According to Harding, the FISA application cited contacts that Page has had in the past with Russian operatives.

It has previously been reported that in 2013, Page, an energy consultant and former banker, was approached by a covert Russian spy as part of an apparent recruitment attempt. Page cooperated with the FBI in the case.

Page’s testimony was included in the FISA warrant application, according to Harding.

Harding also revealed that the FISA application cited “further meetings with Russian operatives that had not been publicly disclosed.”

The author did not elaborate on those meetings.

Dossier allegations about Page were shared with top lawmakers

The allegations about Page that were made in the dossier “figured prominently” in classified briefings provided to a small group of lawmakers in Aug. 2016, according to Harding.

“In a classified briefing to congressional leaders in late August Page’s name figured prominently. The CIA and FBI were sifting through a mount of intercept material featuring Page, much of it ‘Russians talking to Russians,’ according to one former National Security Council member,” Harding writes.

One of the lawmakers who received those briefings was then-Senate Minority Leader Harry Reid.

Reid would later send a letter to then-FBI Director James Comey referring to “disturbing” information he had learned about contacts between the Trump campaign and Russian operatives.

According to Harding, Reid was referring to the allegations made in the dossier about Page.

Clinton campaign member emailed reporter about Trump sex allegations

Harding reported that he was contacted by a member of the Clinton campaign who laid out allegations that Trump had used prostitutes in Moscow. Steele’s June 20, 2016 dossier memo makes similar unverified claims.

The outreach establishes for the first time that someone on the Clinton campaign attempted to peddle unfounded rumors about Trump to the press. Harding did not identify the campaign official.

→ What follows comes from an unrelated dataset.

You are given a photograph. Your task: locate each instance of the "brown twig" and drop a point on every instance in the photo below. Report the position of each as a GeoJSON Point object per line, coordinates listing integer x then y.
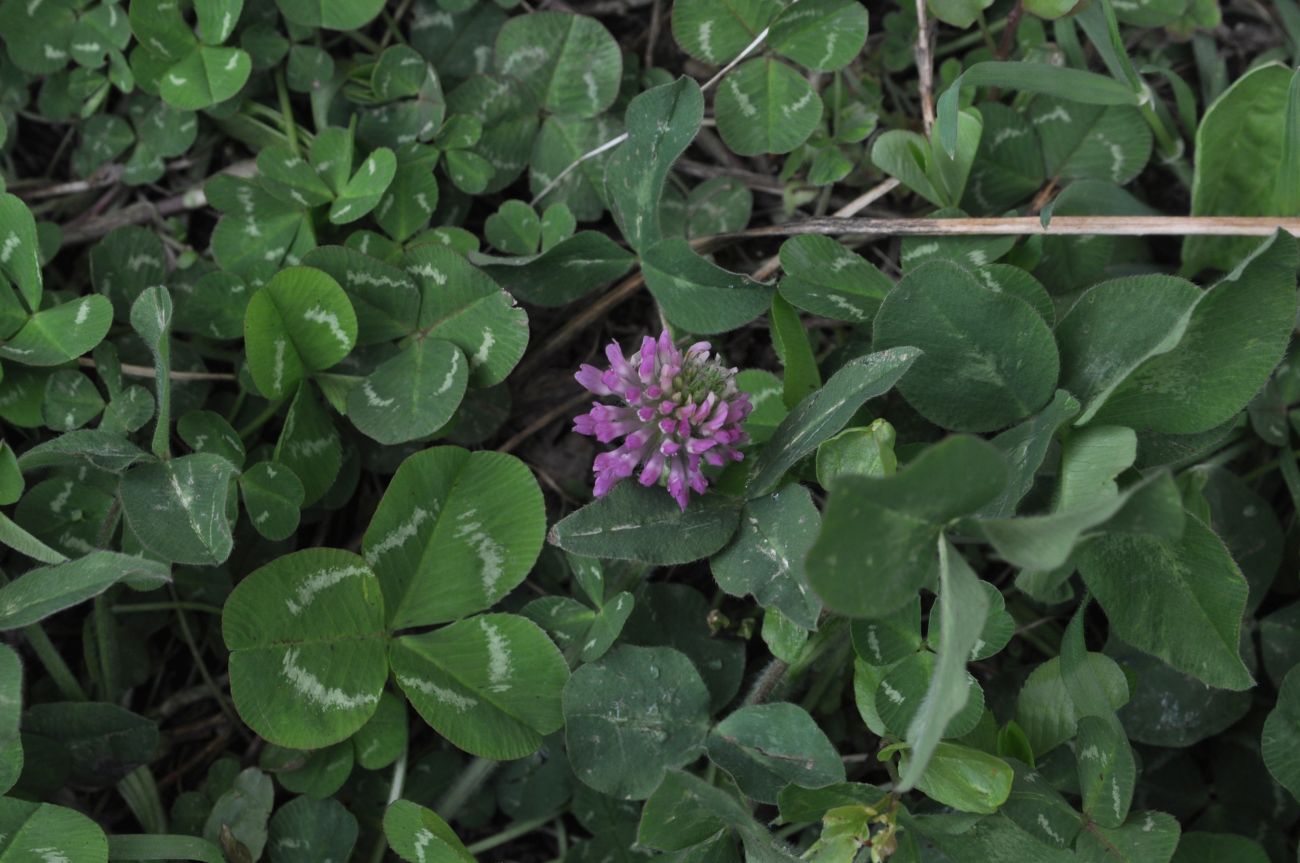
{"type": "Point", "coordinates": [143, 212]}
{"type": "Point", "coordinates": [849, 209]}
{"type": "Point", "coordinates": [560, 410]}
{"type": "Point", "coordinates": [924, 68]}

He wrote: “In October an email written by a person in the Clinton camp reached my inbox. It set out some of the unproven allegations against Trump, including sex with prostitutes in Moscow. The email said the claims came from a source inside the FSB. This was not Steele’s work, but some of it echoes the dossier.”

Reporters at competing outlets cooperated on anti-Trump efforts

In the book, Harding describes how reporters at competing outlets rallied together as part of an effort to expose Trump’s alleged Russia ties.

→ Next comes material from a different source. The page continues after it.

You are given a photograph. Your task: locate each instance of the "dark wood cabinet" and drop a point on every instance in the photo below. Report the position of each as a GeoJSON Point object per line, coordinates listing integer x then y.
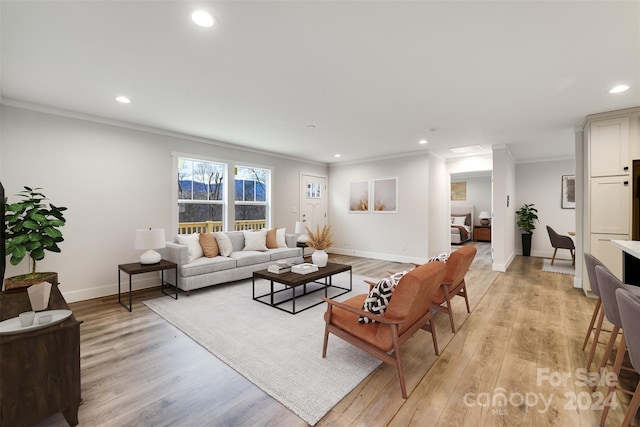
{"type": "Point", "coordinates": [482, 233]}
{"type": "Point", "coordinates": [39, 370]}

“There was healthy competition still, but reporters on different titles began working together on some stories. There were formal press consortiums and ad hoc conversations between onetime rivals,” Harding writes.

“I talked to The New York Times, The Washington Post, the Financial Times in London, Reuters, Mother Jones, The Daily Beast, CNN, and others. Such conversations took place in New York, Washington, London, Munich, and Sarajevo. Some happened in glossy conference rooms, others in the corners of pubs over warm ale.”

Steele did not want BuzzFeed to publish the dossier

Steele has revealed in London court filings that he did not distribute the dossier to anyone outside of Fusion GPS, British intelligence, Arizona Sen. John McCain and one of his associates, David Kramer.

And according to Harding’s book, Steele appeared to have been upset by BuzzFeed’s decision to publish the document.

“Steele hadn’t wanted his dossier to be published. Buzzfeed were ‘tossers,'” a friend of Steele’s told Harding.

Fusion GPS founder Glenn Simpson gave a copy of the dossier to McCain

It has been previously reported that McCain was aware of the dossier before it was published by BuzzFeed on Jan. 10. He was told of its existence in Nov. 2016 by Sir Andrew Wood, a former British ambassador and associate of Steele’s. It was also known that a copy was passed to McCain and his associate, David Kramer.

What was not known was that McCain was provided a final copy of the dossier directly by Simpson, the former Wall Street Journal reporter who started Fusion GPS.

“Less than twenty-four hours later, Kramer returned to Washington. Next, Simpson shared a copy of the dossier confidentially with McCain.”

McCain’s spokeswoman did not respond to The Daily Caller’s request for comment.